Note that the Humanities Center at JHU is a PhD-granting academic department, not an administrative unit the way entities with similar names are at other university, e.g. the Mahindra Humanities Center at Harvard or the Heyman Center for the Humanities at Columbia. I fear this point could be lost in describing it as a place that “puts on philosophical programs,” which is more apt for these other places.

Platonist
Platonist
7 years ago

On that note, the administration is attempting to shut down a department that contains students who have not finished their degrees.

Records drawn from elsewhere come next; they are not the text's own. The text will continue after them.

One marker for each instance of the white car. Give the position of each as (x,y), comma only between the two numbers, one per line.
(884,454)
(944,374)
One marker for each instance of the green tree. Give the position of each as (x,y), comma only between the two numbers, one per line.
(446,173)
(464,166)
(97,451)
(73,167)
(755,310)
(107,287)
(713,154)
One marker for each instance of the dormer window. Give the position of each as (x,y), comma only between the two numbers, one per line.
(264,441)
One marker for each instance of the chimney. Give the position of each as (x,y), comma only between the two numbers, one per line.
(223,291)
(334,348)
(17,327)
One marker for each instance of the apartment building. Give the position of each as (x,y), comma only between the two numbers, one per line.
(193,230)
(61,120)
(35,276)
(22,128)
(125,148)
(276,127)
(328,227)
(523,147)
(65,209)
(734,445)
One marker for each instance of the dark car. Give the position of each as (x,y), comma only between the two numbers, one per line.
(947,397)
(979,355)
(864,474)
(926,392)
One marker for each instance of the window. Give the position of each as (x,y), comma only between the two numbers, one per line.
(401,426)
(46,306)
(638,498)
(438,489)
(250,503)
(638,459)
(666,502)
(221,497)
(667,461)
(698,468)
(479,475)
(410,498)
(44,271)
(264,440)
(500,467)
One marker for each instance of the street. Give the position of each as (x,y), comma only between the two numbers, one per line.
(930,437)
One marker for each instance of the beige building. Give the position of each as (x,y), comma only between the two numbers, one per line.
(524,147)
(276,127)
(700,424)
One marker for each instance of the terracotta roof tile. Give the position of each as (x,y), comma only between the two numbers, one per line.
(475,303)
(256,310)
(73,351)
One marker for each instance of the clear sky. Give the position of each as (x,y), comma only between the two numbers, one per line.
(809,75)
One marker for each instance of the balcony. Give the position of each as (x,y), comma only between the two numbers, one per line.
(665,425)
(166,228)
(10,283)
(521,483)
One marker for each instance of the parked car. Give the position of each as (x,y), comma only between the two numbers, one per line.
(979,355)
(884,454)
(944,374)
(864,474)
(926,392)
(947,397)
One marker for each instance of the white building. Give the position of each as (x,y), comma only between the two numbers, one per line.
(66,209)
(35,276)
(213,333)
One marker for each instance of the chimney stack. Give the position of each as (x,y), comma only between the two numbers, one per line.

This shows a very reproachable disregard for their futures and livelihoods.

onykia ingens
onykia ingens
7 years ago

The Grass Humanities Institute is a traditional humanities center in the model of the ones at Harvard and Columbia that I mentioned in an earlier comment. It’s clear that what’s happening here is the big money behind this administrative unit is motivating the effort to close the departmental unit since it can cover some of what the departmental unit does while other humanities departments can supposedly cover the rest. (I’ll note that, though I’m not happy about what’s happening to the Center, I do find this argument somewhat persuasive.) If you look at the some of the reports at the website, you’ll see that the detractors of the department make a big deal out of the supposed confusion that would result from having two entities with similar names, as would be the case with the Humanities Institute and the Humanities Center. That said, even the overall sympathetic outside review of the department (written, inter alia, by philosophers Gideon Rosen and Akeel Bilgrami) makes a bit of an issue about this. I think the fact that the burden is being put on the Humanities Center (department) here, which long predates the institute, and not the new Institute (administrative) is evidence that the Grass money is doing the bidding.